Zheng Yu, Xiao Mingyue, Li Ling, Li Jianan, Reinhardt Jan D, Lu Xiao
Department of Rehabilitation Medicine, West China Hospital, Sichuan University, Chengdu, Sichuan, China.
Institute for Disaster Management and Reconstruction, Sichuan University - Hong Kong Polytechnic University, Chengdu, Sichuan, China.
Cardiovasc Ther. 2017 Jun;35(3). doi: 10.1111/1755-5922.12257.

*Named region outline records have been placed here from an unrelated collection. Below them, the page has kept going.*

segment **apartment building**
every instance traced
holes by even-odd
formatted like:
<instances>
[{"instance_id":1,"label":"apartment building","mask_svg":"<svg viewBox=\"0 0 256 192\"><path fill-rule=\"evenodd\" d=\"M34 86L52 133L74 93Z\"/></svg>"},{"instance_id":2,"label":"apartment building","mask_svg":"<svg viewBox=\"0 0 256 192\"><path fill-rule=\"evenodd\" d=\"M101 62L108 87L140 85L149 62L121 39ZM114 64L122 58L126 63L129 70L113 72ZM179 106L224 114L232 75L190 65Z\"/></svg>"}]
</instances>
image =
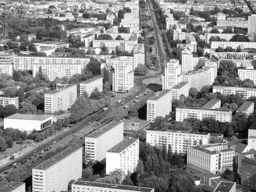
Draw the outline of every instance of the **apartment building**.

This study was designed to explore the mechanism of physiological ischemic training (PIT) on remote limbs, with a special focus on the potential role of endothelial progenitor cells (EPCs), vascular endothelial growth factor (VEGF), and nitric oxide (NO) in local ischemic myocardium.

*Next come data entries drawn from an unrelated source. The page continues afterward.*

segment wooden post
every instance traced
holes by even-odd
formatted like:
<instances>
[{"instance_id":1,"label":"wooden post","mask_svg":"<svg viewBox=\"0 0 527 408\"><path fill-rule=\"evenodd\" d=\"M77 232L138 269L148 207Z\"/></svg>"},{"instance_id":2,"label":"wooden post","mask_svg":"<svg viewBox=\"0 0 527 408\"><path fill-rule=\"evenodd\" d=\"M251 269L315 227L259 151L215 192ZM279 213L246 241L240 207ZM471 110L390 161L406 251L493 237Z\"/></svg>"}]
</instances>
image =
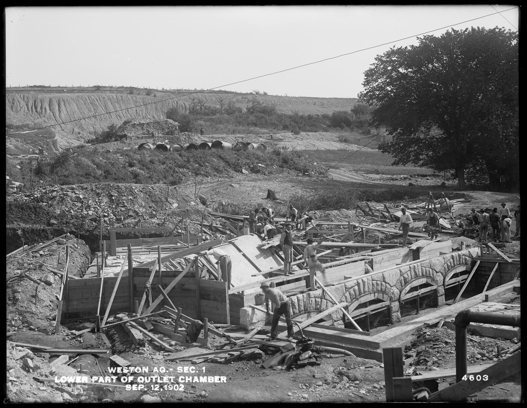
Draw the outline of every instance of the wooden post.
<instances>
[{"instance_id":1,"label":"wooden post","mask_svg":"<svg viewBox=\"0 0 527 408\"><path fill-rule=\"evenodd\" d=\"M132 244L128 244L128 305L131 312L135 311L134 309L133 293L133 258L132 256Z\"/></svg>"},{"instance_id":2,"label":"wooden post","mask_svg":"<svg viewBox=\"0 0 527 408\"><path fill-rule=\"evenodd\" d=\"M178 308L176 309L178 311L178 314L175 317L175 324L174 326L174 333L178 334L178 327L179 326L179 321L181 318L181 308Z\"/></svg>"},{"instance_id":3,"label":"wooden post","mask_svg":"<svg viewBox=\"0 0 527 408\"><path fill-rule=\"evenodd\" d=\"M103 241L102 242L102 267L104 268L106 266L106 241Z\"/></svg>"},{"instance_id":4,"label":"wooden post","mask_svg":"<svg viewBox=\"0 0 527 408\"><path fill-rule=\"evenodd\" d=\"M209 340L209 319L207 318L203 319L203 338L206 341Z\"/></svg>"},{"instance_id":5,"label":"wooden post","mask_svg":"<svg viewBox=\"0 0 527 408\"><path fill-rule=\"evenodd\" d=\"M190 244L190 242L189 242ZM194 258L194 270L196 274L196 308L198 312L198 319L201 319L201 305L200 304L201 294L199 290L199 262L198 262L199 256L197 255Z\"/></svg>"},{"instance_id":6,"label":"wooden post","mask_svg":"<svg viewBox=\"0 0 527 408\"><path fill-rule=\"evenodd\" d=\"M400 347L383 349L383 363L384 364L384 383L386 402L394 402L395 394L394 390L394 377L402 377L403 349Z\"/></svg>"}]
</instances>

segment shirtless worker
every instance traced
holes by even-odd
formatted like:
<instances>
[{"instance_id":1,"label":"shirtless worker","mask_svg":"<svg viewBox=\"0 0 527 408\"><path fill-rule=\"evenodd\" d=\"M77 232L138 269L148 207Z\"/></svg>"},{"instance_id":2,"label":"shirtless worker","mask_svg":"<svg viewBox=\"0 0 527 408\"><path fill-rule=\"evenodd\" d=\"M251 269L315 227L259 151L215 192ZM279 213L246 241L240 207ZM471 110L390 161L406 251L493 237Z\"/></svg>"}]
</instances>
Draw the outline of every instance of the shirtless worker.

Myocardial ischemia (MI) rabbit models were randomly assigned to sham-operated group (SO), training-only group (TO), MI group, PIT group, VEGF inhibitor group (VEGF-), NO inhibitor group (NO-), VEGF and NO inhibitor group (VEGF-/NO-), and EPC inhibitor group (EPC-). A constrictor was implanted around the left ventricular branch to induce controlled MI. The PIT procedure consisted of three cycles of a 3-minutes cuff inflation on the hindlimbs with a reperfusion of 5 minutes. Plasma and myocardial EPC numbers, VEGF level, and NO concentration, as well as capillary density (CD), coronary blood flow (CBF), and coronary collateral blood flow (CCBF) in myocardium, were measured.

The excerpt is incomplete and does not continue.